How Does a Transfer Switch Work?
Connecting your portable generator directly to the service panel might result in burnt appliances. It also jeopardizes the safety of the workers at the power stations. It can lead to damage to your generator.
Therefore, a transfer switch will safely and conveniently power whatever you prefer. It can be your boiler, furnace, fridge, sump pump, or anything else. These appliances need to get power from the generator in case of an electricity outage.
With a transfer switch, there are other switches for all the circuits you need to use. You will only have to make a single connection. Plug one end into the generator while the other end into the box connected to the transfer switch.
Generators that Need a Transfer Switch
Any standby generators that are for homes and offices need a transfer switch in all scenarios. You need this additional equipment to maintain the power flow and avoid downtime.
Portable generators don’t always need a transfer switch, but installing one with them is always a good idea. Because you will be able to power your appliances with a circuit breaker panel. And you won’t need any extension cords as well.

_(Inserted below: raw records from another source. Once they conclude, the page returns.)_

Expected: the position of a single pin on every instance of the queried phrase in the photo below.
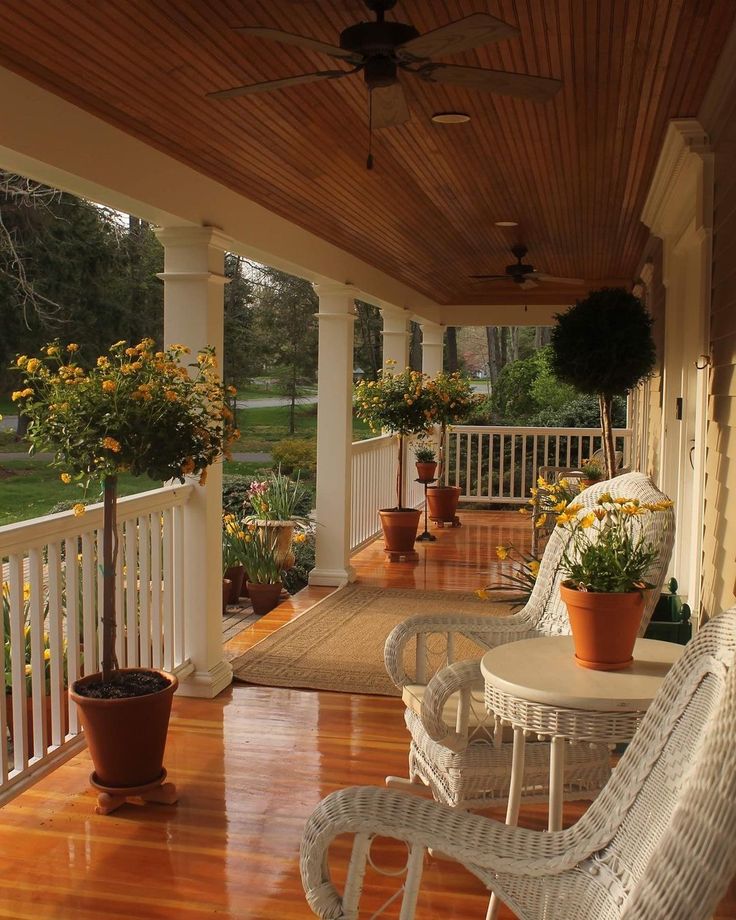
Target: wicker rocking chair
(659, 843)
(454, 742)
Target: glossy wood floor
(250, 767)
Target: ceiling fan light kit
(383, 49)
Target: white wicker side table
(536, 687)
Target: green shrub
(296, 455)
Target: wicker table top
(544, 671)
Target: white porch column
(432, 348)
(194, 283)
(334, 433)
(395, 337)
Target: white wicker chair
(453, 749)
(659, 843)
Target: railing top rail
(17, 538)
(369, 444)
(519, 429)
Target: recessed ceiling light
(450, 118)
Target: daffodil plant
(134, 410)
(608, 552)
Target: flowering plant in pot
(520, 579)
(426, 460)
(606, 561)
(263, 565)
(233, 570)
(452, 400)
(400, 404)
(277, 502)
(140, 411)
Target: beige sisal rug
(338, 643)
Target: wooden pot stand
(109, 799)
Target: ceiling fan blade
(538, 89)
(289, 38)
(542, 276)
(389, 106)
(470, 32)
(269, 85)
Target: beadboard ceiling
(574, 172)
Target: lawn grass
(261, 428)
(30, 488)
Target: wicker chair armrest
(482, 845)
(485, 631)
(462, 678)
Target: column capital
(329, 288)
(193, 236)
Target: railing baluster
(89, 614)
(38, 662)
(54, 626)
(71, 591)
(131, 606)
(156, 619)
(18, 662)
(144, 592)
(168, 594)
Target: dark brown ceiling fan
(380, 49)
(526, 276)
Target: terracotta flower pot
(282, 532)
(126, 737)
(236, 576)
(443, 503)
(426, 471)
(604, 627)
(400, 530)
(264, 597)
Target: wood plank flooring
(250, 767)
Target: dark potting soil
(131, 683)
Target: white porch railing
(374, 485)
(52, 604)
(499, 465)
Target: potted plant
(606, 562)
(401, 405)
(276, 502)
(426, 460)
(452, 400)
(592, 472)
(233, 570)
(139, 411)
(261, 558)
(603, 345)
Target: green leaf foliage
(603, 344)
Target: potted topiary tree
(603, 345)
(139, 411)
(452, 400)
(401, 405)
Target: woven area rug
(338, 643)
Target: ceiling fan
(380, 49)
(526, 276)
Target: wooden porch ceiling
(574, 171)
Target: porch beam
(194, 283)
(336, 318)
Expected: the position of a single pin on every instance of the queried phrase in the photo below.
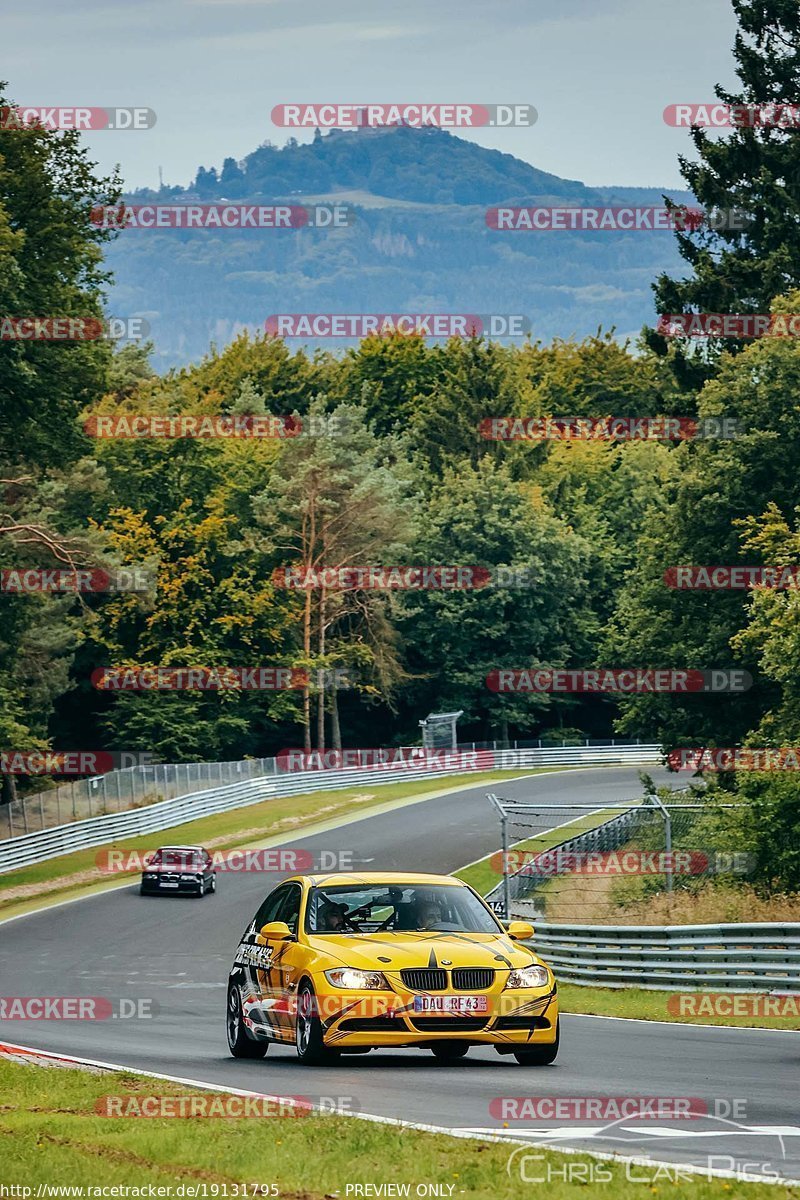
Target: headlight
(348, 977)
(528, 977)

Risks Associated with Not Using a Transfer Switch
You might have to deal with a variety of risks if you are not using a transfer switch. Not using such a piece of equipment can jeopardize your family’s overall safety and the workers.
This issue is named grid back feeding. When you are not using a transfer switch, your main power turns on with the generator. So, two different currents continue to feed your home. It causes a massive surge in the line, and the utility workers can be at risk.

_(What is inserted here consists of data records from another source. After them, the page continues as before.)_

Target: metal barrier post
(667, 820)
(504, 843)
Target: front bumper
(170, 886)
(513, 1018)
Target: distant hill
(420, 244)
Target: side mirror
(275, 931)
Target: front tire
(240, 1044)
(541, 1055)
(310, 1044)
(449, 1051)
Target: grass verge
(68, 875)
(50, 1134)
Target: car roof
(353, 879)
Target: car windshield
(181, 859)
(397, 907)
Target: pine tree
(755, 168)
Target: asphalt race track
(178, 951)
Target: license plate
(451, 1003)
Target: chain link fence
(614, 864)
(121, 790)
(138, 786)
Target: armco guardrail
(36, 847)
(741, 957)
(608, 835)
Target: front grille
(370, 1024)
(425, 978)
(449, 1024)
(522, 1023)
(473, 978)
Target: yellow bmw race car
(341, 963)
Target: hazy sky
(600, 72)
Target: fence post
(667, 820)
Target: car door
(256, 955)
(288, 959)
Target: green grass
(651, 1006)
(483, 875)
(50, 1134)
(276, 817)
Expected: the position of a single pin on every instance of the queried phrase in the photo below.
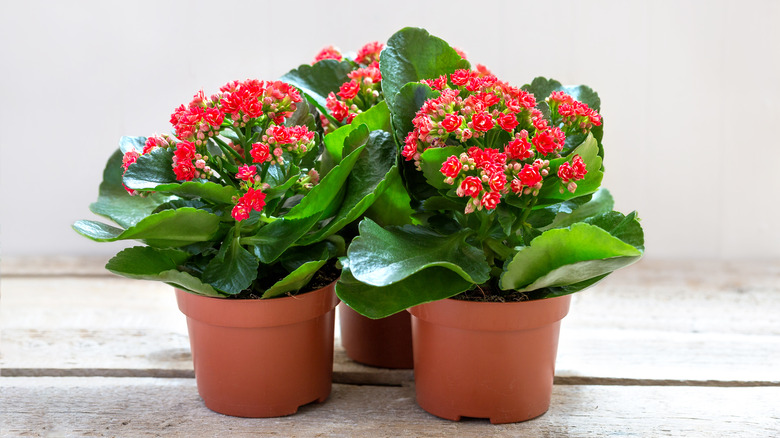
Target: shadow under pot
(385, 342)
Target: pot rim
(257, 313)
(493, 316)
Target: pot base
(261, 358)
(486, 360)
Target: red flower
(129, 158)
(482, 122)
(410, 146)
(529, 176)
(369, 53)
(549, 141)
(337, 108)
(260, 153)
(252, 200)
(470, 186)
(519, 149)
(461, 77)
(349, 90)
(497, 181)
(490, 200)
(329, 52)
(507, 122)
(451, 167)
(451, 122)
(246, 173)
(578, 167)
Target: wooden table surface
(662, 348)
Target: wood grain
(70, 406)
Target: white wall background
(690, 95)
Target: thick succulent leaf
(392, 206)
(151, 170)
(115, 203)
(373, 172)
(146, 263)
(233, 269)
(376, 118)
(589, 151)
(625, 228)
(412, 54)
(201, 189)
(317, 80)
(431, 284)
(381, 257)
(408, 102)
(275, 238)
(565, 256)
(166, 229)
(431, 162)
(327, 191)
(295, 280)
(570, 212)
(127, 144)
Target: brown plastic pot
(486, 360)
(261, 358)
(385, 342)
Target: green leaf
(392, 207)
(327, 191)
(200, 189)
(146, 263)
(373, 172)
(376, 118)
(296, 280)
(625, 228)
(408, 101)
(569, 212)
(151, 170)
(233, 269)
(166, 229)
(127, 144)
(380, 257)
(115, 203)
(412, 54)
(564, 256)
(431, 162)
(273, 239)
(432, 284)
(317, 80)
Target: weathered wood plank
(664, 322)
(171, 407)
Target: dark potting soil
(325, 276)
(486, 293)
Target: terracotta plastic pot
(261, 358)
(385, 342)
(486, 360)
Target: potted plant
(510, 220)
(240, 209)
(347, 90)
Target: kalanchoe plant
(506, 182)
(239, 200)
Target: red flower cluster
(574, 113)
(253, 199)
(329, 52)
(361, 92)
(477, 110)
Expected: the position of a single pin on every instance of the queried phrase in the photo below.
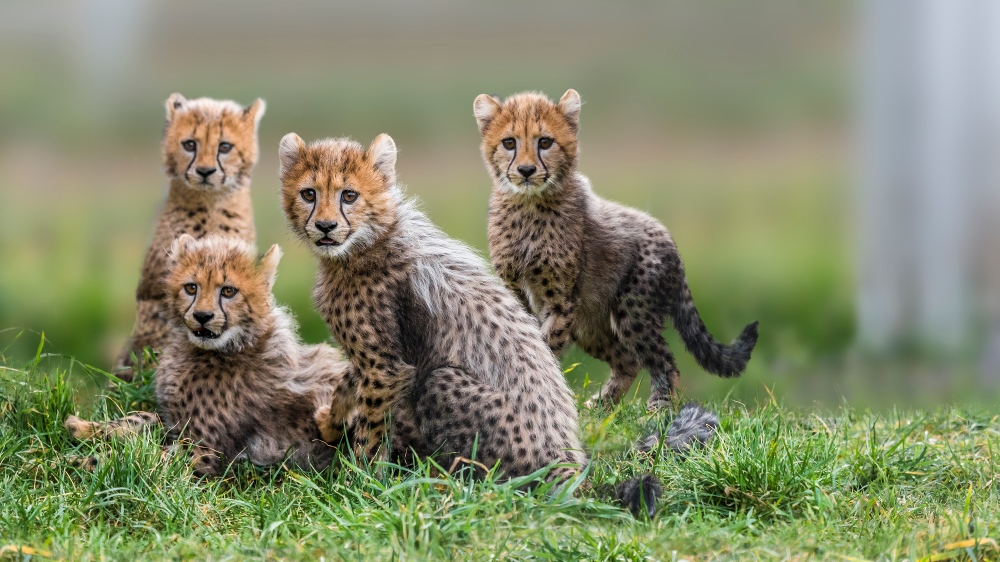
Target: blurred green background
(727, 121)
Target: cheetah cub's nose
(325, 226)
(205, 172)
(203, 317)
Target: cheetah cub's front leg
(129, 425)
(557, 327)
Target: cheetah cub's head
(338, 197)
(210, 145)
(220, 293)
(529, 143)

The surge might also cause a fire at your property. Therefore, using a transfer switch is essential. You might not be running too many appliances on your portable generator. Still, the fire risk is always there.
You might end up frying the appliances connected with your portable generator. A transfer switch can help you deal with these necessary and avoidable costs.
Transfer Switch Types
Primarily, there are two types of transfer switches; manual and automatic. Automatic transfer switches can route the power seamlessly directly from the primary source to your backup source. This switch is always there to shift the power to your portable generator.
With a manual switch, you will have to flip the lever to make it run. In most cases, portable generators require such a transfer switch because they are not plugged in all the time. But you can go with the automatic switch and turn it on.
Are transfer switches expensive?
Transfer switch costs vary based on their type and the generator size. Manual switches are less expunged than automatic ones. Standby generators have inbuilt transfer switches, while you will need to buy a switch for your portable generator.
How can I install a transfer switch?
You might think about installing your transfer switch, but it would be better to get it done by a professional. You have to install the switch on your panel box. If you are an amateur, it might lead to certain errors. These errors might cause fires and surges. So, it’s better not to take a chance and go for professional assistance.
Do I need a permit to install a transfer switch?
Mostly, you will need a permit to install a transfer switch. But if you hire a licensed professional, he will handle this issue against some fee. If you want to get more information on your permit and its cost, you may get in touch with your local building code office.
Is there an alternative that I can go for?
Yes, there is an alternative you can go for minted if using a transfer switch. It’s an interlock device and a small connector that service panel manufacturers make. Interlock devices are specifically for an individual panel mode, but they all work in the same manner.
With this connector, you can conveniently link a portable generator to your service panel. You won’t need to go for a transfer switch. These interlock devices also eliminate any hazards associated with direct connections.
You might think about skipping the transfer switch when installing your portable generator. But it is mandatory to go for a transfer switch. You need it whenever you use a backup source of power.
You can either go for a manual switch or an automatic one. These switches will allow you to keep your generator, connected appliances, and your home safe. But you will also prevent back-feeding the grid and jeopardize utility workers’ safety at the power lines.